In 1976, David Bowie left Los Angeles and the success of his celebrated albums Diamond Dogs and Young Americans for Europe. The rocker settled in Berlin, where he would make his “Berlin Trilogy”—the albums Low, Heroes, and Lodger, which are now considered some of the most critically acclaimed and innovative of the late twentieth century. But Bowie’s time in Berlin was about more than producing new music. As Tobias Rüther describes in this fascinating tale of Bowie’s Berlin years, the musician traveled to West Berlin—the capital of his childhood dreams and the city of Expressionism—to repair his body and mind from the devastation of drug addiction, delusions, and mania.

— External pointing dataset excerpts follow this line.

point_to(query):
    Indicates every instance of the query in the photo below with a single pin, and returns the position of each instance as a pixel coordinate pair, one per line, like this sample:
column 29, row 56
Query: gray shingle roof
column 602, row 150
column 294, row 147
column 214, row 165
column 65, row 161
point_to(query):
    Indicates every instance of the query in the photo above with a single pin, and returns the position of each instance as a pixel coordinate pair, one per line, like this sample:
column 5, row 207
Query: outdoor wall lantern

Painting a vivid picture of Bowie’s life in the Schöneberg area of the city, Rüther describes the artist’s friendships and collaborations with his roommate, Iggy Pop, as well as Brian Eno and Tony Visconti. Rüther illustrates Bowie’s return to painting, days cycling to the Die Brücke museum, and his exploration of the city’s nightlife, both the wild side and the gay scene. In West Berlin, Bowie also met singer and actress Romy Haag; came to know Hansa Studios, where he would record Low and Heroes; and even landed the part of a Prussian aristocrat in Just a Gigolo, starring alongside Marlene Dietrich. Eventually Rüther uses Bowie and his explorations of the cultural and historical undercurrents of West Berlin to examine the city itself: divided, caught in the Cold War, and how it began to redefine itself as a cultural metropolis, turning to the arts to start a new history.
Tying in with an exhibition at the Museum of Contemporary Art, Chicago, in September, 2014, Heroes tells the fascinating story of how the music of the future arose from the spirit of the past. It is an unforgettable look at one of the world’s most renowned musicians in one of its most inspiring cities.